From the point of view of pleasing his client, the homework routine that ate the dog was not even the worst part. In an effort to convince the Senate that the impeachment trial was unnecessary, Castor repeatedly pointed out that the American people had already fairly voted Trump out of office – the opposite of what Trump said in his months of complaints about electoral theft, that ended up inspiring his supporters to attack the Capitol.

“The American people just spoke and just changed management,” said Castor. So there is no need to impeach Trump and prevent him from a future post because the electoral system – which Trump just spent two months trying to overthrow, and which the crowd on January 6 tried to stop through violence – has worked Final. “People are smart enough … to choose a new government if they don’t like the old one,” said Castor. “And they just did!”

Inexplicably, Castor repeated the Trump lost the election, so you don’t have to punish him for trying to steal it Arguing a few more times before moving the base to the ex-president will certainly appreciate even less: if the Senate has determined it has no jurisdiction to try Trump, then he can always be sued by the Justice Department.
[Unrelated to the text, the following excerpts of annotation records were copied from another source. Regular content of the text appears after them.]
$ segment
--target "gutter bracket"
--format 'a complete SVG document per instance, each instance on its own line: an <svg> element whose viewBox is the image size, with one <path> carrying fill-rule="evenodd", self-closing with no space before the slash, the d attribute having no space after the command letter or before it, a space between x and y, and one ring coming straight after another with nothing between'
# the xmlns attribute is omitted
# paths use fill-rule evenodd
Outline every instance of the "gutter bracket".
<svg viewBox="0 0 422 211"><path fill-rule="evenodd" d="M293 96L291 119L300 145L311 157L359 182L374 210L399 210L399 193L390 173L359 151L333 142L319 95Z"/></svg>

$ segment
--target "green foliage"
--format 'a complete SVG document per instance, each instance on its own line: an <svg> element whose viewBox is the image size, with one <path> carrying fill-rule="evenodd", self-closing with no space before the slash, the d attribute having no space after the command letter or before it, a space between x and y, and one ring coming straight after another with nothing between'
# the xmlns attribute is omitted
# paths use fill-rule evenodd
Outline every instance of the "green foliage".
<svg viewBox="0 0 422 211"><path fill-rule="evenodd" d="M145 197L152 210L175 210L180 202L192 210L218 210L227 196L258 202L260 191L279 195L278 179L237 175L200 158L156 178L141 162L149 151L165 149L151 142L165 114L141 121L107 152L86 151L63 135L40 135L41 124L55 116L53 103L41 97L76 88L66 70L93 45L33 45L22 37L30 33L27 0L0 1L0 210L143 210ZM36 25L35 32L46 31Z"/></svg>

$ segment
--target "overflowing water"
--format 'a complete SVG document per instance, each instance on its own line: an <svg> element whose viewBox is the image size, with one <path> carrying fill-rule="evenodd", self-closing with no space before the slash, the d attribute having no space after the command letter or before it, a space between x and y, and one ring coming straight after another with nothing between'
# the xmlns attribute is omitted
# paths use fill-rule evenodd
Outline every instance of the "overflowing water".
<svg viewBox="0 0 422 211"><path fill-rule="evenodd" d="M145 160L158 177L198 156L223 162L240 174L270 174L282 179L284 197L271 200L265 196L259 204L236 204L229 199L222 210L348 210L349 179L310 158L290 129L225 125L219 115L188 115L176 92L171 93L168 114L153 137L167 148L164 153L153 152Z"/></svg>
“After he’s out of office, you’re going to arrest him,” said Castor. “Therefore, there is no opportunity for the President of the United States to run wildly in January at the end of his term and simply go away with impunity. The Justice Department knows what to do with these people and so far I haven’t seen any activity in that regard. ”

And again, those were Castor’s most – perhaps only – intelligible points. After he spoke, the defense team passed it on to David Schoen, who presented a more passionate and somewhat more cohesive case that the current impeachment is a “party witch hunt” against the de facto president.

In the end, there might be some strategy for the double act. Schoen’s performance was an aggressive attack on impeachment managers, one of whom had just poured his soul out over the devastating trauma he and his family experienced the day of the Capitol attack. Castor’s bizarre and senseless ramblings may have served as a palate cleanser, so Schoen’s sharp criticisms alongside the Chamber did not directly follow the powerful performance of the impeachment manager, Rep. Jamie Raskin. All the defenders of the president need to do, in the end, is to prevent 17 Republican senators from joining the Democrats.

In the end, only six Republicans joined Democrats in voting that a former president’s trial is constitutional and must go on – Sens. Bill Cassidy, Susan Collins, Lisa Murkowski, Pat Toomey, Mitt Romney, Ben Sasse – which means that it seems that there are already more than enough votes for Republicans to absolve Trump, regardless of the arguments they hear. Cassidy was the only Republican who initially signaled his desire to end the case to change his vote this time, with minority leader Mitch McConnell – who would have spoken positively about impeachment in the beginning – voting again with the vast majority of the rest of his conference to let Trump off the hook.

Castor and Schoen may have made it more embarrassing for them to be with Trump, but if the past four years have shown anything, it was the limits of shame as a force in politics.